Martin Wolf on the Eurozone and Beyond

Martin Wolf

Martin Wolf is widely considered to be one of the world's most influential writers on economics. Since joining the Financial Times in 1987, where he is chief economics commentator, he has received numerous awards for excellence in financial journalism.  His most recent publications are Why Globalization Works (Yale University Press, 2004) and Fixing Global Finance (Johns Hopkins University Press, 2008 and Yale University Press, 2009).

I spoke with Martin at his office in London on January 12.


The consensus seems to be that ultimately the European Central Bank (ECB) will have to print money to shore up the banks.  That will run the risk of inflation. Do you foresee that as part of the inevitable end game for how things will play out in Europe?

I would say it's a possible part of the end game. It's wrong to think that this is a crisis that can be managed by financing a loan, which is what we are talking about. But maybe one way of thinking about this is that there is an adjustment problem in the Eurozone, which is an underlying real adjustment problem. It derives from the fact that there was a long period when people in the core countries with surplus savings were willing to invest and lend to the peripheral, weaker countries.

After the financial crisis in 2008, that stopped.

You ended up with a structural balance-of-payment problem within the Eurozone. That meant that neither the private sectors nor the public sectors in those countries were able to borrow abroad. But something had to finance their large external deficit. In practice, the governments and predominantly the ECB financed that.

Financing of this kind essentially transfers of resources through the monetary side or the fiscal side of the policy machine, and that is what allowed us to avoid a collapse in the banking sectors and the economies of these peripheral countries. But in the long run they need to restore competitiveness, and they need to reverse their current-account deficits. Or, alternatively, they need to generate new assets that people want to buy. There is a very big real adjustment problem.

The ECB can't solve that problem except to the extent that its monetary policy ends up generating higher inflation in the core than in the periphery – which it might do – but that will take a very long time to work through, given where we are now with inflation that is very low.
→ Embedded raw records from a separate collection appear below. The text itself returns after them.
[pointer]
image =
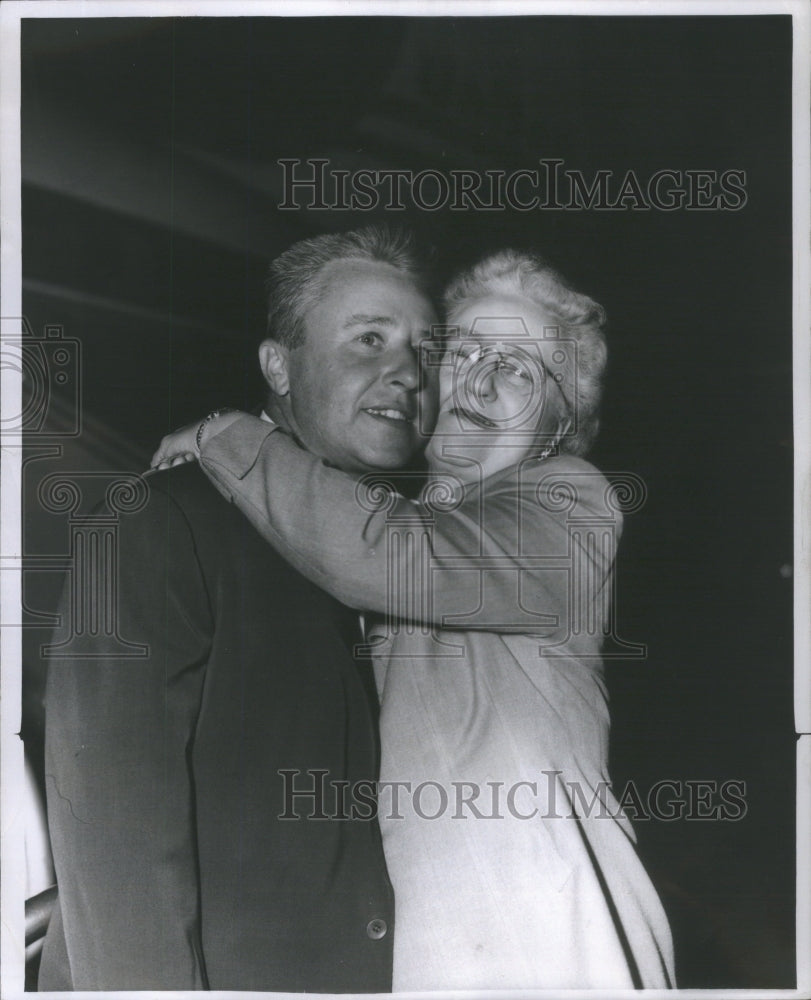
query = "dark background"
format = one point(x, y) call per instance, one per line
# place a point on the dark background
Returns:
point(150, 187)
Will the Eurozone go into recession?

The core is going into recession, or at least it is weakening. Differential inflation is very low. The ECB has to act as the dominant financier of these deficits, which it has been.  In financing the banks, it's financing these balance-of-payments deficits.
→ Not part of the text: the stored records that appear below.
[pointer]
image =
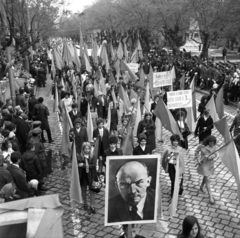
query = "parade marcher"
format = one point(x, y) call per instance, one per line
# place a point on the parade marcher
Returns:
point(235, 127)
point(142, 148)
point(206, 163)
point(169, 162)
point(41, 113)
point(204, 126)
point(78, 134)
point(182, 125)
point(85, 166)
point(147, 126)
point(190, 228)
point(103, 134)
point(74, 113)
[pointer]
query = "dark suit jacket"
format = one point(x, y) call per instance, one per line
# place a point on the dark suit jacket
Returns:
point(103, 142)
point(138, 150)
point(19, 178)
point(73, 117)
point(79, 138)
point(118, 210)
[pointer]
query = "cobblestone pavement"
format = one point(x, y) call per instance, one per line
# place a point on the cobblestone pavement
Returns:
point(221, 220)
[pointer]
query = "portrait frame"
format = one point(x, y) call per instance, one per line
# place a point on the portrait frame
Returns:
point(113, 163)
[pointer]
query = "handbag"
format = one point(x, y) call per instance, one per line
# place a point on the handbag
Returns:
point(95, 184)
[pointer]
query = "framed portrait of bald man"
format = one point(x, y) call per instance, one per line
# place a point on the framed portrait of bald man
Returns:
point(132, 188)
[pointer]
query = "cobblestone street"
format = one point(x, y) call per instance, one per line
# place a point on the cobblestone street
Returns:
point(221, 220)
It is very important to understand that there is a macroeconomic side of what the ECB is doing; it is not just financing the banks.

The ECB can't allow the banking sector to collapse. Therefore it is committed essentially to funding the banks, predominantly through lender-of-last-resort operations, but also through its so-called long-term refinancing operation (LTRO).  I expect that to continue to the extent necessary. The balance sheet of the ECB will therefore expand a great deal. At the moment, this is having absolutely no inflationary effect at all because the credit growth in the Eurozone is very, very low – incredibly low.  The banks are accumulating reserves. But in the long run the ECB needs to create inflation. That is not a bad thing.
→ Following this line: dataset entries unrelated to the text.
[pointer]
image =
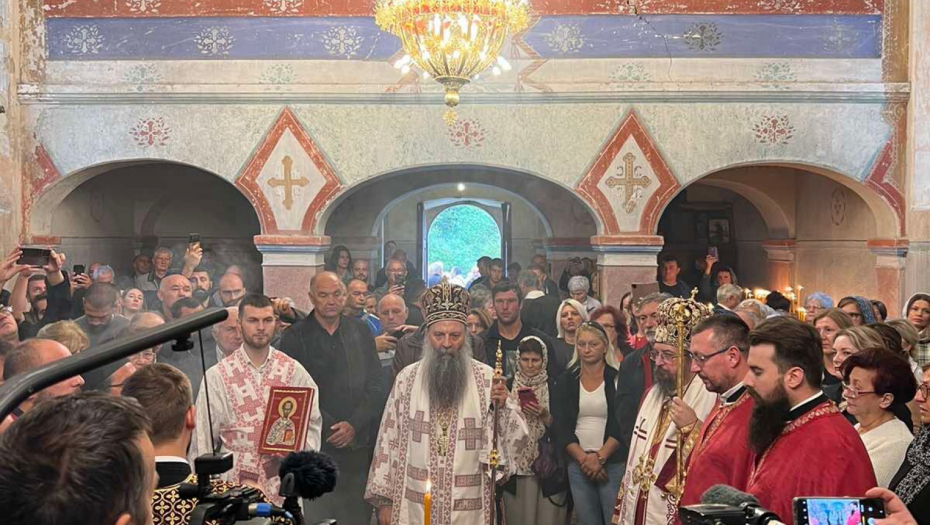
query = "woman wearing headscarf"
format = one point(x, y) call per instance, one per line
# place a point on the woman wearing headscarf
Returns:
point(858, 308)
point(537, 493)
point(917, 312)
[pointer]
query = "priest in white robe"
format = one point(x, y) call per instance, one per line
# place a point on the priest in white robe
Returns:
point(436, 432)
point(649, 493)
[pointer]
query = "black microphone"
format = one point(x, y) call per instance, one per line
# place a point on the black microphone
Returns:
point(724, 499)
point(727, 495)
point(314, 474)
point(306, 475)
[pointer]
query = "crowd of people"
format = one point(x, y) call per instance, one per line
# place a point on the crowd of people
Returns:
point(502, 394)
If you are optimistic about the outcome, it is because the ECB will act in this way.

In his most recent letter, at the end of the third quarter, Jeremy Grantham wrote that he had no particular insights into the Eurozone crisis, but that it was a terrifying situation. Is he right to be terrified?

I think he’s right. The problem is that we are now in the following situation: We have some very, very large divergences in competitiveness in the Eurozone. We have some enormously over-leveraged banking institutions, which are exposed to some very, very doubtful debt, both private and public. We have an absence of effective adjustment mechanisms, as I've already discussed, profound weaknesses in political coordination, and a lack of political leadership.

Therefore there is the possibility of a break-up.

 It's very difficult to imagine a break-up process which would not lead to a chain of both sovereign and private bankruptcies across the Eurozone. The Eurozone has far and away the biggest banking sector in the world. It's much bigger than the American banking sector, which few people realize, because Europe is a very bank-dependent economy.

In a break up, we could have a wave of bank failures, as well as defaults by sovereigns that have no choice other than printing their own new money which could mean genuine hyperinflation in some countries.

The risks here are very broad and very big. Furthermore, if the Eurozone were to break up – I'm not predicting that – it would almost certainly affect the European Union itself. It might affect the ability to stay in the single market. It could lead to protectionism, in other words. That could radiate across the world.

There are very, very big risks involved in a break-up event.